2.2. Data Acquisition

[11] Raw image sets were derived from the video recording system mounted on the ROV JASON II and acquired in 2011 during dives 586 and 590. The JASON II navigation system utilizes an ultrashort baseline transponder. Absolute navigation errors after postprocessing are conservatively estimated at less than 10 m, although our ability to easily relocate instruments, even at sites with poor visibility, suggests a precision roughly a factor of two better than this. Comparison of cross-track image feature alignment also suggests that both the accuracy and precision errors may be closer to 1–2 m. Standard resolution (non high definition) video recordings were maintained for three onboard cameras throughout all ROV dives on the cruise, providing multiple simultaneous viewpoints. For the purposes of constructing the primary photographic mosaic, the video camera on the brow of the vehicle was used exclusively for the following reasons: (1) the camera position provided the most uniformly continuous coverage of the seafloor, (2) obstructions to the field of view were minimal, and (3) the camera orientation relative to the vehicle and zoom settings were held constant throughout all dives, allowing a standardized image transformation method to be used for all obtained images. The camera equipped for these dives was an Insite Pacific MINI ZEUS high definition color camera with an 85° horizontal by 64° vertical viewing angle when held at the lowest zoom setting, with a 5.1 mm lens diameter. The brow camera was located above the center of the leading edge of the vehicle (see supporting information1, Figure A).

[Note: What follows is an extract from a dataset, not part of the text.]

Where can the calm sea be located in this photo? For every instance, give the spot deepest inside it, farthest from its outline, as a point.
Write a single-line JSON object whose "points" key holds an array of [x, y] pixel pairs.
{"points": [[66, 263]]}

The camera's point of view was 36.5 cm forward, 227.3 cm above, and directly in line with the vehicle's navigational nodal point along the long axis. All navigation data points were adjusted for this discrepancy. The ROV was tasked entirely with instrument deployment and recovery during the dives and did not perform a regular survey pattern. The altitude was not held constant during transit, although an effort was made to keep seafloor features in view for logging purposes.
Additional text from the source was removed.